Who should own customer reviews in your organisation?

Research studies show the importance of reviews and ratings on the path to purchase. Online customer reviews can have a major impact on the business of retailers and a host of other companies (on and offline).

That’s why you may need a role or a team responsible for managing reviews, ratings, questions and other consumer-generated content (CGC).

Larger retailers such as Shop Direct and Argos in the UK have already moved in this direction.

The importance of reviews

A study by the Institute of Cognitive Neuroscience at University College London asked 18 subjects to give a star rating to 210 products based on an image and description on a retailer site. Then they were shown products with the consumer ratings and asked to rate again. The researchers also studied which part of the brain was used by reviewers (but this is way beyond the scope of this article… or author).

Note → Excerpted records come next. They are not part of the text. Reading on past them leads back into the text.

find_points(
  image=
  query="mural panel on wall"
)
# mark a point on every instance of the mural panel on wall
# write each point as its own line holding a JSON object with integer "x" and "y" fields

The following image, taken from the UCL paper, shows the same product image of a pair of headphones, one has a summary description and the other is accompanied by a summary of reviewer ratings. Below that is the ratings the subjects gave when they gave their impression of the product.

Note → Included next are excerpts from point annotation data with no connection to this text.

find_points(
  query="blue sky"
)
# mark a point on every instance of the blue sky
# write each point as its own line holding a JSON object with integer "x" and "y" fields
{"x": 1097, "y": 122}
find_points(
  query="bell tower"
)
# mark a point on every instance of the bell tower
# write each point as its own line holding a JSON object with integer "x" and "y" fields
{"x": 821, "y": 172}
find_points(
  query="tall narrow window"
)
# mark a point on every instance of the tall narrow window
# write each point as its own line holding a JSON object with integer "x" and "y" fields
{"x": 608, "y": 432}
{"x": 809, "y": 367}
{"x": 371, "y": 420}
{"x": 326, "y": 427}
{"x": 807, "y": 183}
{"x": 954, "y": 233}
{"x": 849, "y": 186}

product comparison with reviews

Summarising the research Science Daily (May 2017), reports:

‘After seeing the online reviews, participants’ judgments were heavily influenced by the reviews and gave ratings that were in between their original rating and the average review score.

‘The number of reviewers also matters. The higher the number of ratings, the more closely the subjects would align their new rating with the average rating. The lower the number, then less closely the new rating would be aligned.

‘You don’t need to be a scientist to do some user testing or A/B testing along the same lines.’